True investors in the I (Investor) quadrant are often seen as in the best position for financial success because they earn income through investments like rental properties, stocks, or network marketing. This quadrant allows for leveraging money to create more wealth, often leading to financial independence and a solid retirement plan, without relying solely on a regular job or pension plans.
What are the risks and rewards of being in the riskiest quadrant, and how does it differ from the other quadrants?
The self-employed quadrant is often considered the riskiest because it depends heavily on the individual’s continuous effort and doesn’t provide the same job security as the employee quadrant. Unlike the B and I quadrants, which focus on creating systems for generating income, the self-employed need to manage their time and resources effectively. However, it offers the potential for higher personal income and the satisfaction of owning one’s own business, unlike the steady income and pension plans associated with the E quadrant.

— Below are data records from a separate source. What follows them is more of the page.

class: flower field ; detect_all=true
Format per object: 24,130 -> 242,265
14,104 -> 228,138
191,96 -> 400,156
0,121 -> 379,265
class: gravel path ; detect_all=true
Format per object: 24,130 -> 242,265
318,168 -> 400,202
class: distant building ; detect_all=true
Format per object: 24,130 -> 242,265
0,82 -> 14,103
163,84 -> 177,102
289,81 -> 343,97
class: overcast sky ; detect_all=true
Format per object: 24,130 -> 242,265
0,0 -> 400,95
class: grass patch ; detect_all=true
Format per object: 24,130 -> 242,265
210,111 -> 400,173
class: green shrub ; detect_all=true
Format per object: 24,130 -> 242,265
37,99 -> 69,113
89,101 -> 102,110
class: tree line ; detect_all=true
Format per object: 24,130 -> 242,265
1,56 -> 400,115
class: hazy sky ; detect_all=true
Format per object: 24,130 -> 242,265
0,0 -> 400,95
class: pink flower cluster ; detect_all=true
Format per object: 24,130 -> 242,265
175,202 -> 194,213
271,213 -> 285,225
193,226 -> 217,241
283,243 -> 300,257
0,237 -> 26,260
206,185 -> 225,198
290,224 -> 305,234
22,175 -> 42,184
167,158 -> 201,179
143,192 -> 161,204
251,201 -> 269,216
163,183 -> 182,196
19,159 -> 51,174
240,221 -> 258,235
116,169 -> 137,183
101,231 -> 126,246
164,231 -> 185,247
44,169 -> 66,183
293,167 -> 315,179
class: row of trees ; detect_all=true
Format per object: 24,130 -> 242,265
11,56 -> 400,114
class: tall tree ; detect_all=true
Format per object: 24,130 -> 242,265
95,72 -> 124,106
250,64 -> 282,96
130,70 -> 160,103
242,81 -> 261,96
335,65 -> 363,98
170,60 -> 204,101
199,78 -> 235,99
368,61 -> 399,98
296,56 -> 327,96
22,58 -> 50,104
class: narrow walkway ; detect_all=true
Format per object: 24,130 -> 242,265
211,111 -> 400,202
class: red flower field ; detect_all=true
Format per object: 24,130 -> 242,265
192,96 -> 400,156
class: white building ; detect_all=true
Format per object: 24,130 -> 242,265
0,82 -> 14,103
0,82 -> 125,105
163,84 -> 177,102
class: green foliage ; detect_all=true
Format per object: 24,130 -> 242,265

Can someone achieve financial success by staying on the left side of the Cashflow Quadrant, or is the right side essential?
While it’s possible to achieve a certain level of financial success on the left side of the Cashflow Quadrant through a high-paying job and prudent personal finance management, the right side offers paths to greater financial freedom. The right side (B and I quadrants) allows for generating passive income, like rental income or earnings from investments, providing opportunities for wealth accumulation beyond regular employment. However, success on either side requires understanding personal finance and taking small steps toward your financial goals.